Kansas City Kansas Community College women’s basketball has only seen five players reach the 1,000-point mark. One of those athletes is Jada Johnson, a forward from Kansas City, Mo. She has helped the Lady Blue Devils to an overall record of 18-9 and 6-4 conference record this season, and during the 2023-24 season, she has scored a team-high 571 points. If she continues at that pace, Johnson is on pace to finish with more than 1,280 career point, ranking
her third in career points behind KCKCC standouts Jurgita Kausaite (1,517 points) and Stephanie Brown (1,350 points).
Johnson began her collegiate career at Kansas Christian College in Overland Park, Kan. where she led her team averaging 13.7 PPG and shooting 43 percent from the field. During the 2022-23 season, her first at KCKCC, she once again led the team averaging 14 PPG, shooting 46.6 percent from the field and 32.7 percent from behind the arc. This season has been Johnson’s breakout year where she is averaging 21.1 PPG, shooting 53 percent from the field and 36.5 percent from behind the arc. With her outstanding season, she has won the KJCCC DII Women’s Player of the Week five times. No one else in the conference has been recognized more.
“Growing up, I played every sport, but the only one that stuck with me was basketball,” said Johnson, who graduated from Shawnee Mission North High School. “When I’m happy, basketball. When I’m sad, basketball. When I’m mad, I’ll go pick up a basketball. Everything in my life revolves around basketball. It’s just kind of my piece, I guess.”
It was at Shawnee Mission North that Johnson was first introduced to current KCKCC Coach Martina Mihailovic.

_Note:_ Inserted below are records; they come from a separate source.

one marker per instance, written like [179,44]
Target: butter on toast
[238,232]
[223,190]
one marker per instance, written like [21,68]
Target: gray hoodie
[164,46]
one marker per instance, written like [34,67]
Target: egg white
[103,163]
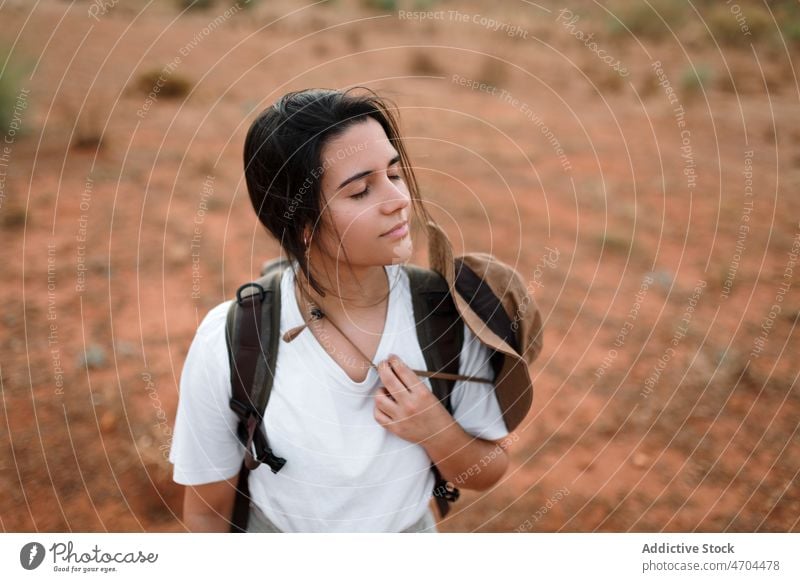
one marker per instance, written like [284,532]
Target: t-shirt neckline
[310,341]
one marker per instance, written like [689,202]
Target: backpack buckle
[274,462]
[446,490]
[243,410]
[261,291]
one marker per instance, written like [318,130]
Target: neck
[348,288]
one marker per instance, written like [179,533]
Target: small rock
[108,421]
[94,357]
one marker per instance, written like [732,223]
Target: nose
[396,196]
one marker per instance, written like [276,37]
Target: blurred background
[637,161]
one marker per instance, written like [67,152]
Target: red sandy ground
[713,447]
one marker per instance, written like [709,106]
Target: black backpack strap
[440,331]
[253,315]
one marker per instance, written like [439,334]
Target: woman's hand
[405,406]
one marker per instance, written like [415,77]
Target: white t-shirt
[344,471]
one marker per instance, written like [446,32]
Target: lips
[396,227]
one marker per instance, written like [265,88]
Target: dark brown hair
[283,165]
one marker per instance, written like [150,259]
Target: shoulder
[212,326]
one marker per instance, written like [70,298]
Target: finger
[386,403]
[405,374]
[381,417]
[393,384]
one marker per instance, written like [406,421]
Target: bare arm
[466,461]
[208,508]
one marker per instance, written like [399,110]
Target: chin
[401,252]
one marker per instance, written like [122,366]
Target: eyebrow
[355,177]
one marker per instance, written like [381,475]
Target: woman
[329,177]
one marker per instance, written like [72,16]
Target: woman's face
[363,196]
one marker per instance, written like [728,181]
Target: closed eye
[365,191]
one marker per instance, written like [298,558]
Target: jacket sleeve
[475,406]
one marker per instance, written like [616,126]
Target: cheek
[356,226]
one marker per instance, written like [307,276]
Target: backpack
[252,336]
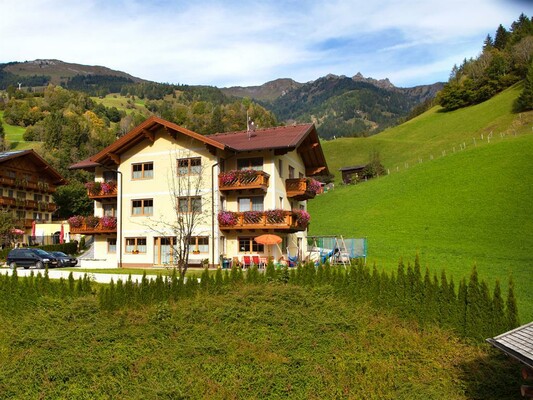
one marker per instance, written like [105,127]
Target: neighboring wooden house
[518,344]
[352,174]
[27,183]
[245,174]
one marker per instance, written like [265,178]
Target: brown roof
[281,139]
[304,138]
[40,162]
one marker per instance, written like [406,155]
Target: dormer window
[255,163]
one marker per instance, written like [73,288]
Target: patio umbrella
[268,239]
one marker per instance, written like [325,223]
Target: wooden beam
[526,391]
[149,135]
[307,149]
[114,157]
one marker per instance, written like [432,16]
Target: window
[249,245]
[109,209]
[189,166]
[254,203]
[135,245]
[190,204]
[250,163]
[112,245]
[199,244]
[143,171]
[291,172]
[142,207]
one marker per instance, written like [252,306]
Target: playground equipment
[335,249]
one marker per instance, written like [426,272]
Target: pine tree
[524,102]
[512,309]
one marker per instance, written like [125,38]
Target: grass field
[432,133]
[468,207]
[255,342]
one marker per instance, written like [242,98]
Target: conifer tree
[512,309]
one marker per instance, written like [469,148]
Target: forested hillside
[504,60]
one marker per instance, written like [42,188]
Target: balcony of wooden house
[7,201]
[272,220]
[246,179]
[92,225]
[301,189]
[102,190]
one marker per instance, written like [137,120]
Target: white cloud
[230,43]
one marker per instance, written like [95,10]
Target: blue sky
[229,43]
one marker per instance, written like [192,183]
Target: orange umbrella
[268,239]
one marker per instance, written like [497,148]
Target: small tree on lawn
[186,183]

“Coach Martina was my high school coach at Shawnee Mission North, and once she told me that she got the job here (at KCKCC), I knew I had to play for her again,” Johnson said. “She does a really good job of keeping relationships on the court and off the court separate. She makes you feel comfortable as a friend as well as a coach.”
Their relationship is very meaningful to Johnson, building up a lot of trust between them over the year. However, their relationship didn’t start off too well on the court.

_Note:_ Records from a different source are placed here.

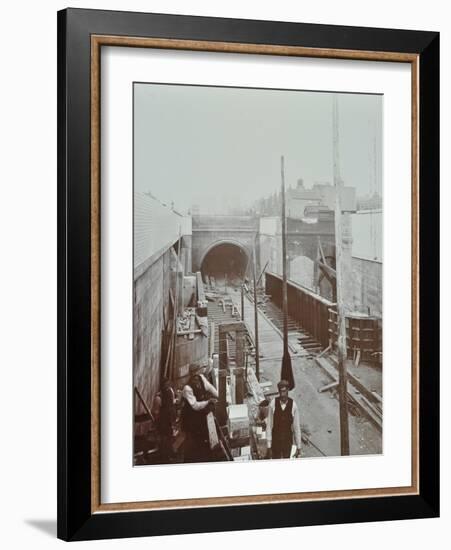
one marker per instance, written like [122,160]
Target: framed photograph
[248,274]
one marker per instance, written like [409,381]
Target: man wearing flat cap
[199,398]
[283,425]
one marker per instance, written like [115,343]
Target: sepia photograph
[257,274]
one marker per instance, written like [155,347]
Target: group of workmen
[199,397]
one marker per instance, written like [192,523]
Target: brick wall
[151,299]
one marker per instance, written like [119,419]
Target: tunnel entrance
[225,260]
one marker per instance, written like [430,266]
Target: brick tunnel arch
[225,257]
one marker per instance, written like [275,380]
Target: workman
[166,420]
[199,398]
[283,425]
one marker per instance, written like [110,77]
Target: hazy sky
[216,146]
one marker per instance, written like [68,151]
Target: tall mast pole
[341,319]
[287,371]
[257,350]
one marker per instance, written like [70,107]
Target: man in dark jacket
[199,398]
[283,425]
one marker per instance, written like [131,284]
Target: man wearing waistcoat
[199,397]
[283,425]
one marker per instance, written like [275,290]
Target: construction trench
[215,328]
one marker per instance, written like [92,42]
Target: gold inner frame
[97,41]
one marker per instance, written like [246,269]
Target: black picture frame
[76,520]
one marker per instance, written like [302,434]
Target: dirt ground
[319,411]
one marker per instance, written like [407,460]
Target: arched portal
[225,259]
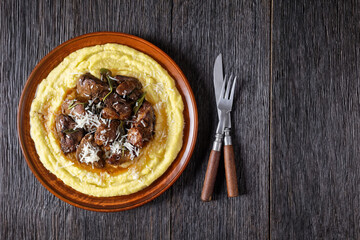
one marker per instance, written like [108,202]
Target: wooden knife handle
[210,175]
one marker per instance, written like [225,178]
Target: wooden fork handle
[211,170]
[230,167]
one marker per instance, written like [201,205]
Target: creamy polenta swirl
[154,158]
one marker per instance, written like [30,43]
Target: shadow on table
[203,90]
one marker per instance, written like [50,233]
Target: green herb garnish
[106,73]
[139,103]
[69,131]
[122,130]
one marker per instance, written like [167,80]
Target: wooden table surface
[296,124]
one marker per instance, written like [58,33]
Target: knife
[230,169]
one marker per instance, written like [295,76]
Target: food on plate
[107,121]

“My junior year at North, I got in trouble with her. I ended up quitting and not playing that year,” she said. “But she still stuck with me as a friend and checked in on me to make sure that I was alright. I came back my senior year and played for her.”

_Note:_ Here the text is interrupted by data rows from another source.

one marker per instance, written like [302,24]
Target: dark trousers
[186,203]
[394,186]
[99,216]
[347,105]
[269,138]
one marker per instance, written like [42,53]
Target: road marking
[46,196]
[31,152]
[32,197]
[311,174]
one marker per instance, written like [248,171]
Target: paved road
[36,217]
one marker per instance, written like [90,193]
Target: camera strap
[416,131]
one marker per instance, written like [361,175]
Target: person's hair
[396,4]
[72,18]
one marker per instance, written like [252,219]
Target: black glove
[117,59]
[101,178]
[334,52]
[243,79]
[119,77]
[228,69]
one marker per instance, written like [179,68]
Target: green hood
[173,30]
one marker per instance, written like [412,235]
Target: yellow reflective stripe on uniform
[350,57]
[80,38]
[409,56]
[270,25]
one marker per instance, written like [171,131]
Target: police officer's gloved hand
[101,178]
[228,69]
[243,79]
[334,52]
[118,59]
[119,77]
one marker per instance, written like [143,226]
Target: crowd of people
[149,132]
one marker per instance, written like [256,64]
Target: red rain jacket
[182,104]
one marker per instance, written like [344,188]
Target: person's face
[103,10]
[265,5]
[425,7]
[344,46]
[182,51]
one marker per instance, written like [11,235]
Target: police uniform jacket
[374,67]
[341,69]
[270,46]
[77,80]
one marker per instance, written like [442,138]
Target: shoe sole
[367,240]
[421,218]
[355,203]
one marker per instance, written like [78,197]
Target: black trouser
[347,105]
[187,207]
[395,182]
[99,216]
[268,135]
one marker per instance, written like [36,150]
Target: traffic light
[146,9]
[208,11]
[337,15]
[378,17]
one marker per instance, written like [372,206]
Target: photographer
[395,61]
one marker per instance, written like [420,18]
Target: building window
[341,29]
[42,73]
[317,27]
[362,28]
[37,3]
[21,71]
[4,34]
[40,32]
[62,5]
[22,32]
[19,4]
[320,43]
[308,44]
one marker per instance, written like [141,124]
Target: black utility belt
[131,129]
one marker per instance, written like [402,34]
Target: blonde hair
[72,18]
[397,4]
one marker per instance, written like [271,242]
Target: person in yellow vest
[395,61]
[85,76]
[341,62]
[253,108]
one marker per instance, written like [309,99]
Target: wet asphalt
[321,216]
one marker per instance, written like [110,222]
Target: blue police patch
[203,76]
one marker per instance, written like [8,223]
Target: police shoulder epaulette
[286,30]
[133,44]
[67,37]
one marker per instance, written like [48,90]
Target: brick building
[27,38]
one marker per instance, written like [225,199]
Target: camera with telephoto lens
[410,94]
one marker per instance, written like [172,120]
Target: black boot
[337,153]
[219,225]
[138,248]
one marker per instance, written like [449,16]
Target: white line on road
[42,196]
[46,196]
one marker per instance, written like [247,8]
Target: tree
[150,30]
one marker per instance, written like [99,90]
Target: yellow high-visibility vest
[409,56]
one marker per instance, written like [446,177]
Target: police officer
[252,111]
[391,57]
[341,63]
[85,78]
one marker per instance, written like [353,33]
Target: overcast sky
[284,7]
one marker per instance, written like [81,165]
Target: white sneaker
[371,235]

Johnson has no regrets transferring to KCKCC and has loved her time here. While the relationship that she has with Coach Martina is special, she said she also loves the bond she has with her teammates.
“I love my teammates. We had a rough patch in the beginning of the season but we’re all so close now and there aren’t any cliques “I would never trade this experience at KCKCC for anything else,.” she said.
Even though they spend every day together on the court, Johnson said they still find time off the court to hangout and be with each other, especially at KCKCC’s on-campus dorm, Centennial Hall.
“We are so blessed to have such a nice dorm on campus, and I’m lucky to have teammates who can cook for me because I am not a good cook,” she said.
With the end of her sophomore year looming, Johnson said she is unsure of what her future plans are, but she knows she would like to continue playing basketball at the collegiate level. When asked about who or what inspires her when playing the sport she loves, that answer was easy.
“I play for my grandpa. He hasn’t missed a game all season, and he says that I’m the apple of his eye,” she said. “So as long as I can play basketball, I play for him.”